The street was cut off by a check-point.  The police control, yet another tumble-down edifice painted a sad shade of pale green, stood at the end of the "square".  The man operating the checkpoint languished in a hammock which swung to and fro like something out of a Spaghetti western.  He did not rise.  Robert got out of the car.  He rose and came lurching forward in a state of total inebriation.  To the police post.  Yes, this is the road to Argentina.  But how does it continue?  The road stops here.  Yes, just turn right and then left over the bridge.

An impressive bridge spanned the river bed.  The Río Grande.  We took to the bridge, which at that moment was being crossed by a load of schoolchildren going home for lunch.  The bridge is the railway bridge!  Once we had started to cross it, there was no turning back.  It creaked.  It groaned.  It seemed to sway.
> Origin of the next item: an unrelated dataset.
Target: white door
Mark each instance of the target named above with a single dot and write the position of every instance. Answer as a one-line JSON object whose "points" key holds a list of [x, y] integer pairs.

The water seemed an awful long way down.  Half the slats were missing and huge nails stuck up in greedy anticipation of perforating a tyre.  

With a sigh of relief we reached the end.  Then to our horror we saw that the road on the other side was a continuation of the first part of the journey - no asphalt, just sand and rocks and stones.  At that point Robert turned the car around and we returned to Santa Cruz.  It had taken four and a half hours to travel 100Kms.  

This was Camiri, the place where Che Guevara was assassinated.  What a waste.  What a wasteland.  And what utter uselessness.  A sadder place to end one's days I have never seen.

If it served any purpose at all, this abortive trip showed me why Che Guevara's revolution did not prosper in Bolivia.  It never could.  Despite the abject poverty, the place he chose could never be the birthplace of a revolution.  Peasants are notoriously conservative everywhere, but peasants living in these conditions, scattered throughout the countryside and scraping a subsistence from the soil, every man for himself, could never agglutinate to form a united front or to struggle for a common good.  Just filling their own bellies is too hard a task.  If he had gone to the mining areas he might have stood a chance, but this was always a non-starter.  He did not do his homework and the effort was doomed to failure even before it got under way.


Some days later Robert made the trip to Argentina by plane.  He thought it was a magnificent country with a natural potential greater than any country he has visited so far.  The people are highly educated and he was most impressed.  He spent most time in Rosario that stands on the wet pampa on the banks of the River Paraná which, at that particular point, is 12 Kms. wide.  The city, which grew up because this was a natural stopping off point for people travelling across the pampa, is quite magnificent with beautiful buildings of many different architectural styles, because people from 40 different nationalities helped build the city  The British stamp is also there because they built the railways in Argentina and there is a fairly large Irish contingent too.  The only thing wrong with Argentina is its government which is implementing World Bank neo-liberal economic policies which are bringing the country to its knees.  Rosario also has huge parks which are very beautiful.  Anyway, Robert was most impressed with Argentina.